The dispute arose from a 2016 agreement where Cambria sold its entire issued share capital of its Zambian unit, Milchem for US$46 347. The full amount was to be paid by March 31, 2016.
The nature of the agreement between the parties was exclusively to be settled in hard currency and to be deposited into a Nostro account registered in Cambria’s name in a Zimbabwean bank. But Nemchem has been refusing preferring to settle the outstanding amount in Zimbabwe
In his judgment this week for case number HC 235/18 HMT 55/19, High Court’s Justice Isaac Muzenda said: “The defendant is ordered to pay plaintiff the sum of US$31 400.
Interest thereon at the prescribed rate of interest per annum from January 19, 2018 to the date of payment in full and final settlement and cost of suit ordinary scale.”
This is the first time a judgment of this nature has been passed since the introduction of Statutory Instrument 142 of 2019 which banned the use of foreign currencies for transacting purposes in Zimbabwe, leaving the Zimbabwe dollar as the sole legal tender in the country.
This could open the floodgates of lawsuits from contracting parties who entered agreements of sales in United States dollars.
It is understood that the defendant, Nemchem International paid US$6 347 on unspecified date.
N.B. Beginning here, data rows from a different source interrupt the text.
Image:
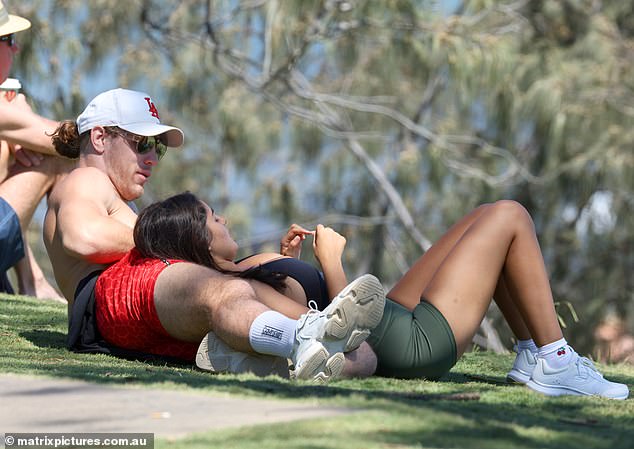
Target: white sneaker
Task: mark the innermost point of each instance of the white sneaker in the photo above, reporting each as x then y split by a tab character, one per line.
323	337
215	356
523	367
580	377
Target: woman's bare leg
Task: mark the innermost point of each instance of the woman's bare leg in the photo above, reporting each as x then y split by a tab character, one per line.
410	288
500	242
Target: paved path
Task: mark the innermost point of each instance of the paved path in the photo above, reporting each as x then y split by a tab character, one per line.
52	405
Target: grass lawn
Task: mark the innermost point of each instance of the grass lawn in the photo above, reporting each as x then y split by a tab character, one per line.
472	407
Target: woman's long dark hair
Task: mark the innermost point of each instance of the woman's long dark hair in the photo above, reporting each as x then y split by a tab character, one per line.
176	228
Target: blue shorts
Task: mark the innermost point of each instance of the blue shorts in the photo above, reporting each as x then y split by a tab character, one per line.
11	245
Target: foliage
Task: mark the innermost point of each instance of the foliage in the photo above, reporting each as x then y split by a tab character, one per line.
388	120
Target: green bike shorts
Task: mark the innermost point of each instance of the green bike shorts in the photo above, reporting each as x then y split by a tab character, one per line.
413	344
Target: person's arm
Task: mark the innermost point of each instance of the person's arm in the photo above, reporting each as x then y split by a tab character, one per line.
19	125
328	246
93	222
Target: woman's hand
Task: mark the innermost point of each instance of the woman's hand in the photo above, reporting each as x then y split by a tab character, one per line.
328	245
291	243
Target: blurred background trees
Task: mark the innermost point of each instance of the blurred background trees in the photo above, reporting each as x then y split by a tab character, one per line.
386	120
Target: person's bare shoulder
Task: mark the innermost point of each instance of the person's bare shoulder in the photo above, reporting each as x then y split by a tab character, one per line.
83	183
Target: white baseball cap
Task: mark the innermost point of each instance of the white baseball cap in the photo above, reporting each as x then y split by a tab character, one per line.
10	24
130	110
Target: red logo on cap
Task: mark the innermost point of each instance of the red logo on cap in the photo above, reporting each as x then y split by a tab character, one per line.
153	109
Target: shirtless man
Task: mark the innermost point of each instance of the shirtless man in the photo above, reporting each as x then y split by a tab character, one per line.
167	307
25	175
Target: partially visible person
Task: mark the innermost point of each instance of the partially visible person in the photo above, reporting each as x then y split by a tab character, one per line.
29	167
165	307
431	314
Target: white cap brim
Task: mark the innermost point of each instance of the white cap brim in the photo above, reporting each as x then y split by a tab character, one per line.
14	25
175	137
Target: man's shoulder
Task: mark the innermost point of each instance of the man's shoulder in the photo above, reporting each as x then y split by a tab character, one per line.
81	182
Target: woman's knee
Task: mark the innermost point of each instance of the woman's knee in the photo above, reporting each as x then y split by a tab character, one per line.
511	213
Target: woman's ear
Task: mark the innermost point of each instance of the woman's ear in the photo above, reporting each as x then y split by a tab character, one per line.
98	139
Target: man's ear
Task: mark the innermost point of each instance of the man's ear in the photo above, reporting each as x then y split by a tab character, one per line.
98	137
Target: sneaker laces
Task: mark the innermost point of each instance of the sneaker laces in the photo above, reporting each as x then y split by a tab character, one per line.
586	366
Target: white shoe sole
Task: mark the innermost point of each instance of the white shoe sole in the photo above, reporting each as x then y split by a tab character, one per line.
319	366
357	310
517	377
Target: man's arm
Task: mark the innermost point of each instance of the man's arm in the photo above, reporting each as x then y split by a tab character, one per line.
93	222
20	125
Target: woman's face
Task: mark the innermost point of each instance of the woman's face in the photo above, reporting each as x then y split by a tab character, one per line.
223	247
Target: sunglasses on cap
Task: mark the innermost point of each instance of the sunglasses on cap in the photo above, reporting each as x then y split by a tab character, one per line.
10	38
144	144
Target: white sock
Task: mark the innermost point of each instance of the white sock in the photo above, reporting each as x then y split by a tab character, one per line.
556	354
526	344
272	333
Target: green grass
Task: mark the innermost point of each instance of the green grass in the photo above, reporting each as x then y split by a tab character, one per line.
472	407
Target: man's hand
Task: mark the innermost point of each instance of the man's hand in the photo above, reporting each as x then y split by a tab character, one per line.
291	243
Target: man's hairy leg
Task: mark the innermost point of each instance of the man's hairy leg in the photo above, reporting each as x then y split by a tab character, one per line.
192	300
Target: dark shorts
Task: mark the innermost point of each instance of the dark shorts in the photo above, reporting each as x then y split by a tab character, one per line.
413	344
84	335
11	245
A further US$8 600 payment was made two years later in 2018, leaving a balance of US$31 400. A misunderstanding arose pertaining to interest to be paid which accumulated to US$40 000 as per the agreement signed in September 2017. The issue was further
complicated by another case where the two parties where the defendant was involved in a deal involving Leopard Rock Hotel, a facility linked to Cambria Africa.
Since then, Nemchem International, however, has been refusing to pay the balance plus compound interest in US dollars. Instead, Nemchem wanted to pay the outstanding balance in Zimbabwe dollars, prompting the plaintiff to approach the High Court in order to force the defendant to pay the balance and interest in greenback.
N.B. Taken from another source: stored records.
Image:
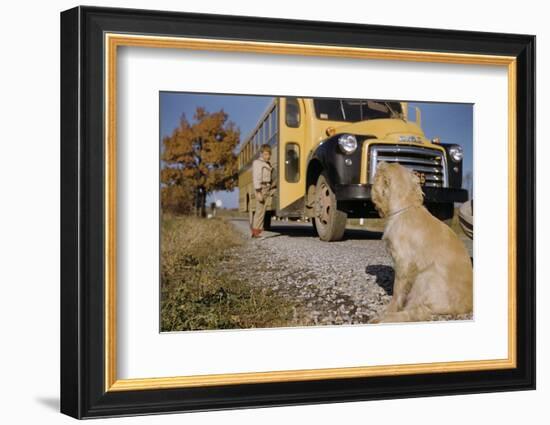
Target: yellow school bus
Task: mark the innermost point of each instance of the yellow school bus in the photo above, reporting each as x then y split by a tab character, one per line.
324	156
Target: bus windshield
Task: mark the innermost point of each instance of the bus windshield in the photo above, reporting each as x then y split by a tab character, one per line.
350	110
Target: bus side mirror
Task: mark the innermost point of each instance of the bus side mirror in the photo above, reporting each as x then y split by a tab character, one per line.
292	115
418	116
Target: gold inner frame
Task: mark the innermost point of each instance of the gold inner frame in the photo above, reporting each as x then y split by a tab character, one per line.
113	41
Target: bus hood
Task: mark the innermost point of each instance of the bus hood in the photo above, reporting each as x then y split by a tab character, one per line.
384	128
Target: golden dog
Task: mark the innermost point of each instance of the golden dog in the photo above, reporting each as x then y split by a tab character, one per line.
433	271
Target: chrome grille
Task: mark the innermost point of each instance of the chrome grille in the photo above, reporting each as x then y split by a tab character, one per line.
430	162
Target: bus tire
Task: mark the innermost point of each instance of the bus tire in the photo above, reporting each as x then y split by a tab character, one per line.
330	223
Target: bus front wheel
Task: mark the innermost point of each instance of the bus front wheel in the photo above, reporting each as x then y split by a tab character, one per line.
329	222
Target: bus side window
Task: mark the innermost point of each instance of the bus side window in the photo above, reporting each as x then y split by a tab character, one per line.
292	116
292	162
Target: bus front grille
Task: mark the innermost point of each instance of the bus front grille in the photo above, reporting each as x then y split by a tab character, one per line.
430	164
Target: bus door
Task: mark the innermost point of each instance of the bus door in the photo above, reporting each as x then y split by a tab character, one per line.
291	178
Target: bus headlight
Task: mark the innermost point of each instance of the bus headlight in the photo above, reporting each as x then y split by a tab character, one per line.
347	143
456	153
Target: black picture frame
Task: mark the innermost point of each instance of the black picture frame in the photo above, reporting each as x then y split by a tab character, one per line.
83	392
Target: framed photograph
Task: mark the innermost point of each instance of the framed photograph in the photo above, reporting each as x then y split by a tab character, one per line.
261	212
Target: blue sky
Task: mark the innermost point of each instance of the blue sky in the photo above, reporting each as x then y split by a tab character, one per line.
452	122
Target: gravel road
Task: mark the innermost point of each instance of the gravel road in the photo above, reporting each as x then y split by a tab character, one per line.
349	281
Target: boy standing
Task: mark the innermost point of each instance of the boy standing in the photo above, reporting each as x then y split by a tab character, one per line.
261	179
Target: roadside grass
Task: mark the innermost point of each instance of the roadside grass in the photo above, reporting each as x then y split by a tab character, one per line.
196	294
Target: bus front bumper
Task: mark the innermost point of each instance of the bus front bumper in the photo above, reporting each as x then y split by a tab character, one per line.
362	192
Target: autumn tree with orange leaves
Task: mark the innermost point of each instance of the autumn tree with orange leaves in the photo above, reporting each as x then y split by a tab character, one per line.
198	159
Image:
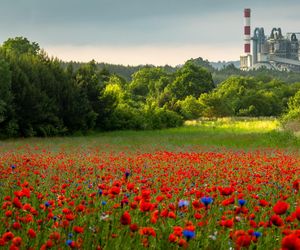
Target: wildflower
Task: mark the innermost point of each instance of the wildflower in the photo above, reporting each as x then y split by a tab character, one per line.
280	207
183	203
7	236
69	242
172	238
17	241
241	202
125	218
133	227
78	229
148	231
31	233
276	220
298	213
243	241
17	203
257	234
188	234
290	242
206	200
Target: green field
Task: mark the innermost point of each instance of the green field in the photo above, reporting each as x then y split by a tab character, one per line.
242	133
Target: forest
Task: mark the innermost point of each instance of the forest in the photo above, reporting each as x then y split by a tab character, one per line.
43	96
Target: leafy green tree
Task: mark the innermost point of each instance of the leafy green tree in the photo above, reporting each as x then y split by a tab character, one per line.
8	124
20	45
191	80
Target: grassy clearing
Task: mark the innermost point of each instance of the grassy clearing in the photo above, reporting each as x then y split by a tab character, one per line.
242	133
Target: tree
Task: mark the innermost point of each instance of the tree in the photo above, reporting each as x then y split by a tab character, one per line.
21	45
191	80
8	124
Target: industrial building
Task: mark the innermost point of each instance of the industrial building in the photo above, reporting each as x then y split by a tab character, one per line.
273	52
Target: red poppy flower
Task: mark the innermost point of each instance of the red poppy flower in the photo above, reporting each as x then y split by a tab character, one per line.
280	207
298	213
125	218
290	242
276	220
31	233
Under the Statutory Instrument 33 of 2019, government in February this year introduced the RTGS dollars as a currency to operate side by side with the bond note and coin as a form of settlement currency in Zimbabwe, joining a basket of multi-currencies.
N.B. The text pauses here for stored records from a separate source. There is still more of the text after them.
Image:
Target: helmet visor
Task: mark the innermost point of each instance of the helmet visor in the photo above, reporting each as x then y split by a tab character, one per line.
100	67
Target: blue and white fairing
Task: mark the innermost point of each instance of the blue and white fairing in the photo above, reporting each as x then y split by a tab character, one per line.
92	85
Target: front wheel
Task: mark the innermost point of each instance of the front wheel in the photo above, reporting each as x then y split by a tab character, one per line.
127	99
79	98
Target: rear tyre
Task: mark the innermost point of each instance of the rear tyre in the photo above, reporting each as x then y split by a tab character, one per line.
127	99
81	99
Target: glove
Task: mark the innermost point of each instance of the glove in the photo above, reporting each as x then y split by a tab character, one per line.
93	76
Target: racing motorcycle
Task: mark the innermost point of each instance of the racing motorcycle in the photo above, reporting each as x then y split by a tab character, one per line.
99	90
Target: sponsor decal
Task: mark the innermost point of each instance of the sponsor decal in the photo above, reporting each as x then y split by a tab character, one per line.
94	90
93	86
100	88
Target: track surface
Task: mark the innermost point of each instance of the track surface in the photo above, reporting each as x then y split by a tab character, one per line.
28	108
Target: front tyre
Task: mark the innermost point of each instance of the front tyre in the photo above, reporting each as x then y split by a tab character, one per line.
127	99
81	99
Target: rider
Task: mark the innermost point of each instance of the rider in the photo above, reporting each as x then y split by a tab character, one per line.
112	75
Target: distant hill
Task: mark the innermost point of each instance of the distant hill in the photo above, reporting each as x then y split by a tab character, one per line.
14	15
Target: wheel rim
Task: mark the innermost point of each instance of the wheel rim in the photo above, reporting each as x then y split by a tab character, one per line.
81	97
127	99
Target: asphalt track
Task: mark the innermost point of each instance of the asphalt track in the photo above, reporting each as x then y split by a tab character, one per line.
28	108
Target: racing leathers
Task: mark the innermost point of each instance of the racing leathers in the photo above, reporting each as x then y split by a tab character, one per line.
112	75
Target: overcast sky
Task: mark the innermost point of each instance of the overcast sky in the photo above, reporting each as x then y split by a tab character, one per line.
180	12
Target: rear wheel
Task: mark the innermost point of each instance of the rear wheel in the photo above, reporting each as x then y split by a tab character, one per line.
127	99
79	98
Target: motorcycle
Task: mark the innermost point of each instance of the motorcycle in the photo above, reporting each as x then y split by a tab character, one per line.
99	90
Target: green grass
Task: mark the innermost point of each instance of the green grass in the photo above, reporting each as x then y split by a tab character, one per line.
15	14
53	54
In June, government banned the use of multi-currency, leaving the Zimbabwe dollar as the sole legal tender in Zimbabwe under SI 142 of 2019. This is the instrument the defendant wanted to take advantage of. They said there a “supervening impossibility”. But, SI 142 of 2019, does not bar the defendants from depositing the balance into the plaintiff’s Nostro account. However, payment made in Zimbabwe during transactions should be in local or domestic currency.
The judge noted that the outstanding balance was supposed to be paid by March 31,2016 and the parties agreed that the term sheet was a legal binding document and accurately recorded the intentions of the parties.